Am I the only one who thinks this is a bad idea?  The debt ceiling has been a legal falsehood since 1917 - false in the sense that a ceiling has never, never, been held when congress wanted to spend more.  So now, when we finally might have the stupid party invertebrates in congress growing the most rudimentary spines and standing up against spending, the president is going to decide this?  Excuse me? 

And, of course, not passing a debt ceiling doesn't mean default - I'm tired of hearing that.  It simply means we have to eek by on $200 billion per month tax income; a lot, but 2/3 of what they want to spend. 

Casey Anthony,  Planned Parenthood's Mother of the Year, Not Guilty

I really shouldn't say much about this, because I did my best to avoid the story.  It was wall to wall on the local news when the poor little girl disappeared, and has been in the news ever since.  For a couple of years, I've been hitting the mute button when coverage came on TV.  As I said in the OJ case, you'd have to be a pretty bad writer to not be able to come up with some plausible scenarios where someone else did the murder.  I know because I'm a pretty bad writer, and I can come up with at least a few. 

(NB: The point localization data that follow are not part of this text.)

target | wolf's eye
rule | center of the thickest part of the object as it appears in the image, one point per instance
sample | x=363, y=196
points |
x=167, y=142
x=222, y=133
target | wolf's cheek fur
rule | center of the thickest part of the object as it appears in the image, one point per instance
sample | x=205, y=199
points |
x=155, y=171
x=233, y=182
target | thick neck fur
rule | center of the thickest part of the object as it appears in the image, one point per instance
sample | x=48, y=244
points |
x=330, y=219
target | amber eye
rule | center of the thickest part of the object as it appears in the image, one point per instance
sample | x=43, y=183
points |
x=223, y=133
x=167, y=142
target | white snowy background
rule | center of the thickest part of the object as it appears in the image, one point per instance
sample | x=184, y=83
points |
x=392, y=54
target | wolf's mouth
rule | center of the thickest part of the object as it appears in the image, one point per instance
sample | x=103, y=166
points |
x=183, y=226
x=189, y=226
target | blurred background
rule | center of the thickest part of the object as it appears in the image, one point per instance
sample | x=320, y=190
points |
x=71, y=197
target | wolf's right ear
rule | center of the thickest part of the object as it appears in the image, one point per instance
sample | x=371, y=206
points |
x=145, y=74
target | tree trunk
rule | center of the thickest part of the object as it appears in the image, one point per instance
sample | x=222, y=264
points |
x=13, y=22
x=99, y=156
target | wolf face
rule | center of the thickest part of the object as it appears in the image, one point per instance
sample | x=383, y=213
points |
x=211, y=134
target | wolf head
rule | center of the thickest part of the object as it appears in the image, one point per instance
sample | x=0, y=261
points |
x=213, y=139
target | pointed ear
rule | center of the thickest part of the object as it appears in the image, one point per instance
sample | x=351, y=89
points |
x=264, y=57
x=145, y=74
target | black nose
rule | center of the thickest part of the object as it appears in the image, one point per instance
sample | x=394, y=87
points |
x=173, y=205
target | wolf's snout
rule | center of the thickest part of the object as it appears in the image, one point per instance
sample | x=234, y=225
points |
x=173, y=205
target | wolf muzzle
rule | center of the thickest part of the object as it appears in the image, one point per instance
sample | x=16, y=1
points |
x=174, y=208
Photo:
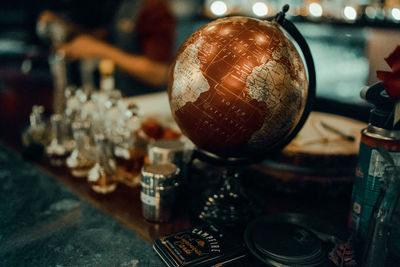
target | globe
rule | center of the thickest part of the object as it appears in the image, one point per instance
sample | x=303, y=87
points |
x=238, y=87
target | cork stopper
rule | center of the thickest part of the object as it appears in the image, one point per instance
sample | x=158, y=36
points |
x=106, y=66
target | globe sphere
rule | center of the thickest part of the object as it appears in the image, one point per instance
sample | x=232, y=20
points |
x=238, y=87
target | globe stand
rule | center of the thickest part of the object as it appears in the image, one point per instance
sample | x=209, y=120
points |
x=226, y=205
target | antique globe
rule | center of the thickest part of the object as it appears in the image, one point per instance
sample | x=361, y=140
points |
x=239, y=90
x=238, y=87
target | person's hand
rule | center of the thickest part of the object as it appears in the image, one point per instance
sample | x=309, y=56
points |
x=53, y=26
x=84, y=46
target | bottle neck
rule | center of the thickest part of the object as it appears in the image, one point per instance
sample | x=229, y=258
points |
x=107, y=82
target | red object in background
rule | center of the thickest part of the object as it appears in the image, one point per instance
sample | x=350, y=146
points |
x=391, y=79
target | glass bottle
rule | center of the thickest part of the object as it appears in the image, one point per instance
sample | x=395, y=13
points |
x=56, y=151
x=82, y=157
x=130, y=150
x=38, y=131
x=102, y=177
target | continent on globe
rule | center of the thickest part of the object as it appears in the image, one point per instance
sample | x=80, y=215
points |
x=238, y=87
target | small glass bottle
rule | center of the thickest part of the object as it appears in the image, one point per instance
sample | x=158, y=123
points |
x=102, y=177
x=106, y=68
x=130, y=150
x=56, y=151
x=38, y=131
x=81, y=159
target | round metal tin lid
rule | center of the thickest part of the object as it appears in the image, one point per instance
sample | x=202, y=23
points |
x=282, y=243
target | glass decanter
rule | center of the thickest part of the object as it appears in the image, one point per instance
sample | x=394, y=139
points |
x=82, y=157
x=57, y=151
x=102, y=177
x=129, y=149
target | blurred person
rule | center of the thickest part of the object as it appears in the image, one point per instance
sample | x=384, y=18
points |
x=140, y=40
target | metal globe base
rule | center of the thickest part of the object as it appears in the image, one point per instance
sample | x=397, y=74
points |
x=226, y=205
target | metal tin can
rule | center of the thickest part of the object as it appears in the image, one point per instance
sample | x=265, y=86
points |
x=159, y=191
x=371, y=166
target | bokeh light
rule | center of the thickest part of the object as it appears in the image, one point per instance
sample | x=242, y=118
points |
x=218, y=8
x=260, y=9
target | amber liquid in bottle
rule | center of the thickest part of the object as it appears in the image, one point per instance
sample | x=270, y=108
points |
x=129, y=165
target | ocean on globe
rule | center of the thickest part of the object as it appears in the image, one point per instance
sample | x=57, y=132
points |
x=238, y=87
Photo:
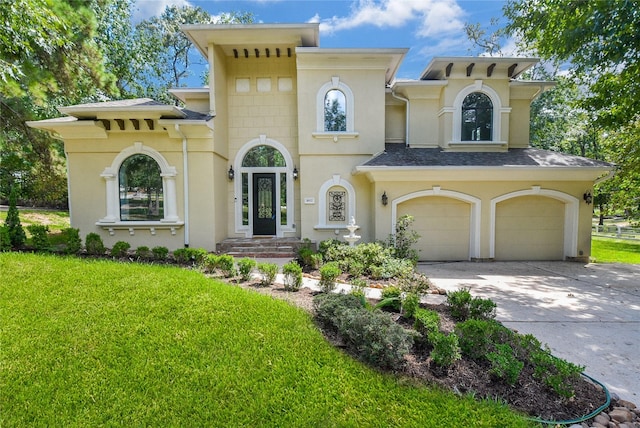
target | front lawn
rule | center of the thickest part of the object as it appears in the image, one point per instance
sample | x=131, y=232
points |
x=88, y=343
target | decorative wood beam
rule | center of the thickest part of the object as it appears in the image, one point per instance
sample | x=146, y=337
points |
x=470, y=68
x=490, y=69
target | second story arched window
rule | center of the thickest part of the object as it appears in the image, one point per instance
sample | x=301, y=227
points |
x=477, y=118
x=141, y=189
x=335, y=111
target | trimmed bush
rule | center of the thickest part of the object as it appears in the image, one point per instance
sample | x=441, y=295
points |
x=73, y=243
x=120, y=249
x=39, y=236
x=292, y=272
x=328, y=275
x=268, y=272
x=246, y=266
x=160, y=253
x=94, y=245
x=445, y=348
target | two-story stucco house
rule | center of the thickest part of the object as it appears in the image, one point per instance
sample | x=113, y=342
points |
x=290, y=140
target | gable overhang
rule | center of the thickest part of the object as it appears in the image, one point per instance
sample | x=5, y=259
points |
x=482, y=173
x=387, y=59
x=251, y=36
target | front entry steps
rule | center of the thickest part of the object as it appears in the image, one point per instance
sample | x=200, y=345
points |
x=261, y=247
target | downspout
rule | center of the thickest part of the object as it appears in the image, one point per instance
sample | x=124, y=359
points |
x=406, y=101
x=185, y=183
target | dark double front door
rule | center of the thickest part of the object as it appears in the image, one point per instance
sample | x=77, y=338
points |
x=265, y=210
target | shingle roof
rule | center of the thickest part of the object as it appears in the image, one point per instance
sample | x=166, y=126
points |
x=398, y=155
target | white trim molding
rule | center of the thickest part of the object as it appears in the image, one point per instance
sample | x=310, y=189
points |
x=571, y=215
x=474, y=217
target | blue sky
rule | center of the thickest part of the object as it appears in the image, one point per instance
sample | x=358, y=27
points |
x=428, y=27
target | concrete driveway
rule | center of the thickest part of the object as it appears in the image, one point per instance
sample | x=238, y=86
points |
x=587, y=314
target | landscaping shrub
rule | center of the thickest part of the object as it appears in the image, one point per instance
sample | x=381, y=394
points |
x=120, y=249
x=143, y=252
x=504, y=364
x=445, y=350
x=410, y=304
x=227, y=264
x=328, y=275
x=327, y=305
x=160, y=253
x=374, y=337
x=39, y=237
x=73, y=243
x=5, y=239
x=93, y=244
x=268, y=272
x=292, y=272
x=245, y=266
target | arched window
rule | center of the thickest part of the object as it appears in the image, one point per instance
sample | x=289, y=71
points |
x=335, y=111
x=141, y=189
x=477, y=118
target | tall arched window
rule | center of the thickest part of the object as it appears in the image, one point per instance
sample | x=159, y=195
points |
x=477, y=118
x=141, y=190
x=335, y=111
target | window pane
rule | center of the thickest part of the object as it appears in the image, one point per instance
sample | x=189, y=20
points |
x=335, y=117
x=263, y=156
x=141, y=192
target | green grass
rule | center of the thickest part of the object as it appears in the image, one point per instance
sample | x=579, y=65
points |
x=91, y=343
x=606, y=250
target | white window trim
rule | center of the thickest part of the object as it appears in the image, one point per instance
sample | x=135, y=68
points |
x=247, y=230
x=335, y=83
x=571, y=217
x=336, y=181
x=496, y=125
x=168, y=174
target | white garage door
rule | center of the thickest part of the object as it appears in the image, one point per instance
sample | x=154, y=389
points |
x=530, y=228
x=443, y=225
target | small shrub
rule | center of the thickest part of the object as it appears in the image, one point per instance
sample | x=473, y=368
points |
x=73, y=243
x=143, y=252
x=446, y=350
x=292, y=276
x=39, y=237
x=268, y=272
x=327, y=306
x=426, y=321
x=160, y=253
x=504, y=364
x=227, y=264
x=410, y=304
x=245, y=266
x=120, y=249
x=328, y=275
x=374, y=337
x=93, y=244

So not being contaminated by any, you know, actual facts, I can pontificate with the best of the media.  I think the jury simply concluded the state didn't prove the case beyond a reasonable doubt.  As others have said, our legal system is deliberately set up with the view "it's better to let 100 guilty men go free than to hang one innocent man".  I don't think we measure up to that, even on our best days, but it's a worthy goal.  We go so far as to allow juries to nullify laws they find immoral or "wrong" - even if the defendant is thought to have violated that law - by finding them not guilty.  Is young Miss Anthony a psychotic?  Sure looks like it to me.  But being psychotic and being a murderer are not identically equal. 
"...although I will say that there is no truth to the rumor I’m starting that the National Organization for Women (NOW) will be honoring Casey as the “Woman of the Year” for pioneering abortion in the 11th trimester." 
(source)
And if you're as old as I am, you'll remember a two season long satire show in the 1960s called "That Was The Week That Was".